On top of that, the president has inherent constitutional authority to instruct executive officials to gather whatever information is needed to carry out those duties, unless there is a specific statute that limits the president’s authority, is within the constitutional bounds of congressional authority, and does not violate the president’s constitutional position as the head of the executive branch.  

The notion that federal agencies should police themselves and that the president has no authority to do that (or to receive advice on how to do that from anyone he wants) is nonsense. It is fundamentally contrary to the constitutional mandate that the buck stops with the president. 

That’s why Trump doesn’t need Congress to pass a law authorizing DOGE to do its work. He has inherent constitutional authority as the chief executive to ensure that federal agencies are following the law. 

At bottom, Trump can authorize Musk and DOGE to do what he simply cannot because of time and resource constraints on him.
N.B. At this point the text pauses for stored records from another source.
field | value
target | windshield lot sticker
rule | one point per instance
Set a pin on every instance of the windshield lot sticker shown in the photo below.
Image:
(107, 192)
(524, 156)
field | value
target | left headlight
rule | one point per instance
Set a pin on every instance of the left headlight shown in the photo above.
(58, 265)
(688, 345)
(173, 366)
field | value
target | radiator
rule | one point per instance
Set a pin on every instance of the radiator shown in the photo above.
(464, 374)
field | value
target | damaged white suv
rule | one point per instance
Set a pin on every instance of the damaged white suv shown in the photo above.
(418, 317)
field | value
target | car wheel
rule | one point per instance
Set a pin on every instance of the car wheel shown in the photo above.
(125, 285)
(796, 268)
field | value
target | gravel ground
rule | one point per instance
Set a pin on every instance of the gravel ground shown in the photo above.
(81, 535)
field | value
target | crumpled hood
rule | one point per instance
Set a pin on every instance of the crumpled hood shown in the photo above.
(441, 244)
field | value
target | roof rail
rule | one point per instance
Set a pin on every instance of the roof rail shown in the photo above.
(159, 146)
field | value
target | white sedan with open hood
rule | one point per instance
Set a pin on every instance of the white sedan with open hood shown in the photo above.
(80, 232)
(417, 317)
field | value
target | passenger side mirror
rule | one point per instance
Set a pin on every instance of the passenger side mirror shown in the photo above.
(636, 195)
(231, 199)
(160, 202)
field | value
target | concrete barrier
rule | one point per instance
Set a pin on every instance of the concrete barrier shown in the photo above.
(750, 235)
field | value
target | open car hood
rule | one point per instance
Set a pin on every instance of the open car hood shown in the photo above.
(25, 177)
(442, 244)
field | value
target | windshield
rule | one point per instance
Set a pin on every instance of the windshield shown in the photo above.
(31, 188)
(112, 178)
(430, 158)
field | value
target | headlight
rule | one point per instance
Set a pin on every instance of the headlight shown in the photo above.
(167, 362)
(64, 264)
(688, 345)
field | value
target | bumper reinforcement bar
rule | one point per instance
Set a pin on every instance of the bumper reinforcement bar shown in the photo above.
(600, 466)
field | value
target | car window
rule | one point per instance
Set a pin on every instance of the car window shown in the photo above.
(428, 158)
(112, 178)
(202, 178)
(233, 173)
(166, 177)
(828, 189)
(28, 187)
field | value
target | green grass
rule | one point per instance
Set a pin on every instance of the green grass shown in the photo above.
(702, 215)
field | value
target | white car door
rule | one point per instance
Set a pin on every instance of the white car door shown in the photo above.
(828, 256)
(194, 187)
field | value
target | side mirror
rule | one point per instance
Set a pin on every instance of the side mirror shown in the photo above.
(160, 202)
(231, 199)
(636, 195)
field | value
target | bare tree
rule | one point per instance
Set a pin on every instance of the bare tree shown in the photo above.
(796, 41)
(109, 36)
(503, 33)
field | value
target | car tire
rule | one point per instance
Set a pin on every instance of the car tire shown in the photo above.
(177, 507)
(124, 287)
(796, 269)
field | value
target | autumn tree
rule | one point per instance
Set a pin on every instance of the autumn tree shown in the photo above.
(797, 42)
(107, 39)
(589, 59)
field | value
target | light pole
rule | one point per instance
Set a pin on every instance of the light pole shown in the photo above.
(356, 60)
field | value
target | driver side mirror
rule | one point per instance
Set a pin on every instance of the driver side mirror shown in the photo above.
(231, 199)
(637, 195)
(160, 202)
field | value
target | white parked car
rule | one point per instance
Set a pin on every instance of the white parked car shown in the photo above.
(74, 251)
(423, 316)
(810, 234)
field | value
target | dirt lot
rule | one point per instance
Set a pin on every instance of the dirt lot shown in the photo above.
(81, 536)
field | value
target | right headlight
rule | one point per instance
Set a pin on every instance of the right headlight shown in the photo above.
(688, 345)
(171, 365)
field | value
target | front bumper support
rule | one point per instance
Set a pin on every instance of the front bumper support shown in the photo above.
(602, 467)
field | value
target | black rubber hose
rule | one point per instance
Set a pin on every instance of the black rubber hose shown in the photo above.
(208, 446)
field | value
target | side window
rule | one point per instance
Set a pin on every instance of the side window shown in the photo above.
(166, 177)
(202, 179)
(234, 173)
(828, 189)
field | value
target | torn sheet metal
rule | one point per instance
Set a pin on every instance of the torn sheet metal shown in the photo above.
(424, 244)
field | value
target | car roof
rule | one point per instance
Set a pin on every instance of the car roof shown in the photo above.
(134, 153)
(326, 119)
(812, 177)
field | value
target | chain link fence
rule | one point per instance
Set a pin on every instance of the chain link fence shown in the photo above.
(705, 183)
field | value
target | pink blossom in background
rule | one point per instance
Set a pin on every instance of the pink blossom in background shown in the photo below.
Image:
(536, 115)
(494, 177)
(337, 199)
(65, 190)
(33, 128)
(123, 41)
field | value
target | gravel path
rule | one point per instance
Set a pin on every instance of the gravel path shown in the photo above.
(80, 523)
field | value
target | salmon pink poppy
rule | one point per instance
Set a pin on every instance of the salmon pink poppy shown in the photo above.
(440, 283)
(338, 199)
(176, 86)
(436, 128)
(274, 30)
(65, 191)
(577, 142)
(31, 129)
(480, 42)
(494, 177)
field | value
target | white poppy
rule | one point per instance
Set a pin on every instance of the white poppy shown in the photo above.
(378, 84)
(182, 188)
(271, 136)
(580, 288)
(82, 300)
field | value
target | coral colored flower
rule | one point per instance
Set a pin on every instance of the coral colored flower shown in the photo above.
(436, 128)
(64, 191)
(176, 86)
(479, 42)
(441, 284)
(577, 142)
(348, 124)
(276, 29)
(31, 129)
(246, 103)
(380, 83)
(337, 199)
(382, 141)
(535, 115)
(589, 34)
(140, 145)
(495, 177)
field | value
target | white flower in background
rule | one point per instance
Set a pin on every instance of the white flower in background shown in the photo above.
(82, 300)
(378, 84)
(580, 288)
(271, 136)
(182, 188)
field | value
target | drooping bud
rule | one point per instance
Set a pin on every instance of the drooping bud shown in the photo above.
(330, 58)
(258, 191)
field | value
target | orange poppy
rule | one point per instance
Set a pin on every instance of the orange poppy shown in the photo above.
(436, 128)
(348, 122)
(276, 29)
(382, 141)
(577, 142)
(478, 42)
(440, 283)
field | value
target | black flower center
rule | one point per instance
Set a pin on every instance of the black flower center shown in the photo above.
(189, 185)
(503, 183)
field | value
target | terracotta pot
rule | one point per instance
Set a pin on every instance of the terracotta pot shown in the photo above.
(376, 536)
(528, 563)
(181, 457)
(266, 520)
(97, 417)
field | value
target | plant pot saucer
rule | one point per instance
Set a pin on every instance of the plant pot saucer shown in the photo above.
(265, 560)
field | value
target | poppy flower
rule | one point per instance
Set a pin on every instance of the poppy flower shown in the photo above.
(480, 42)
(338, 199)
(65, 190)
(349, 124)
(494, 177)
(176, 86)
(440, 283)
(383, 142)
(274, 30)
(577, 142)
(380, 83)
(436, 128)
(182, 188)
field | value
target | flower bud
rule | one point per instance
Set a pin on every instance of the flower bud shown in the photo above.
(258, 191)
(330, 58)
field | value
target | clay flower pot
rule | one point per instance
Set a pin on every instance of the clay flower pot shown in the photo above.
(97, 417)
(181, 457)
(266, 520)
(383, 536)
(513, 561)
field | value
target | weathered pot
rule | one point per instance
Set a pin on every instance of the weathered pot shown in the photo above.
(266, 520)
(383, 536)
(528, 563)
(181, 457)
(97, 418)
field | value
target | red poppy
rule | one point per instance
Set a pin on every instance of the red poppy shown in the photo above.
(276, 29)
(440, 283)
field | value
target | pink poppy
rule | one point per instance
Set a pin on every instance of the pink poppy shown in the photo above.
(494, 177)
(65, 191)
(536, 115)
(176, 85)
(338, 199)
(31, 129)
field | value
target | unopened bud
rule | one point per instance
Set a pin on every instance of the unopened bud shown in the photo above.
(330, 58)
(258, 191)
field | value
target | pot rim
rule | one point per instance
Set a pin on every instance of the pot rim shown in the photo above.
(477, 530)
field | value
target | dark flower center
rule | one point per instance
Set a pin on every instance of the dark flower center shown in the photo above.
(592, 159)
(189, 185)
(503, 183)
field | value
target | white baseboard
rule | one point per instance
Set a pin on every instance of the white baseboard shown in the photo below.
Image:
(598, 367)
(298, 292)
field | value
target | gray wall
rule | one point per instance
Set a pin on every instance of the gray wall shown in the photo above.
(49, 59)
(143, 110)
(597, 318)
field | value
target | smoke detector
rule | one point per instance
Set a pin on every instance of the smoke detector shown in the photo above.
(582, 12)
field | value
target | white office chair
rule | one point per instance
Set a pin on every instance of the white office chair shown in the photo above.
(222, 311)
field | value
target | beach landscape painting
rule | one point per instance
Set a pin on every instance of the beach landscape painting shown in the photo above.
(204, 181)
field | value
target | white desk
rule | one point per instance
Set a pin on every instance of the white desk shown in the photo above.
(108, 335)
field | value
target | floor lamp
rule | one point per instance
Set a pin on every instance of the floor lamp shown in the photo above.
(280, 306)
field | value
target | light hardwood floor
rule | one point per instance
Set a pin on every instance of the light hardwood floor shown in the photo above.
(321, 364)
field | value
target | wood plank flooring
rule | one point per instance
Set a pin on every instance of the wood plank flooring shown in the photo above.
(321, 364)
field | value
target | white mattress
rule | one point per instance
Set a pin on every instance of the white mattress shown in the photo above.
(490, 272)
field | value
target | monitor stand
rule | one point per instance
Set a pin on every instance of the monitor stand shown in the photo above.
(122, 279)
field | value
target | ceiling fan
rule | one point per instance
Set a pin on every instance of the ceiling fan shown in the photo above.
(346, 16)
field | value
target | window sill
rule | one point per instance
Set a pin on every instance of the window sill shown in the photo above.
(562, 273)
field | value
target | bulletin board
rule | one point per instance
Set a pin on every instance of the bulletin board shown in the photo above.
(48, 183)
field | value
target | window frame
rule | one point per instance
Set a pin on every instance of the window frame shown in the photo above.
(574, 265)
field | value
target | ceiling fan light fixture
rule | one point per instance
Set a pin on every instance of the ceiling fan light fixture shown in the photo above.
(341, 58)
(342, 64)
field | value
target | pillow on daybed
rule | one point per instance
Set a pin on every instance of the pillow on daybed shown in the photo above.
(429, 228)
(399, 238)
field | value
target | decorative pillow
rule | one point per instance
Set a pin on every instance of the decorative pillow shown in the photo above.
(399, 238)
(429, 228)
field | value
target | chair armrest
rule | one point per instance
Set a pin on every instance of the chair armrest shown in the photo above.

To argue otherwise is to suggest either that the president can be barred from ensuring that the laws be faithfully executed or that the chief executive must be omniscient. Neither is tenable—and the former is unconstitutional. 

Opponents of reform have retreated to the citadel of judicial activism in a last-ditch attempt to cripple the now-underway restoration of America’s political institutions. But contrary to their claims, DOGE is bringing much-needed sunlight to the swamp of bureaucracy that is the federal government today. And it is doing so well within the legal boundaries set by the Constitution

We can only hope that more unelected judges recognize that fact and stop acting like an imperial judiciary that can override the elected leader of the country.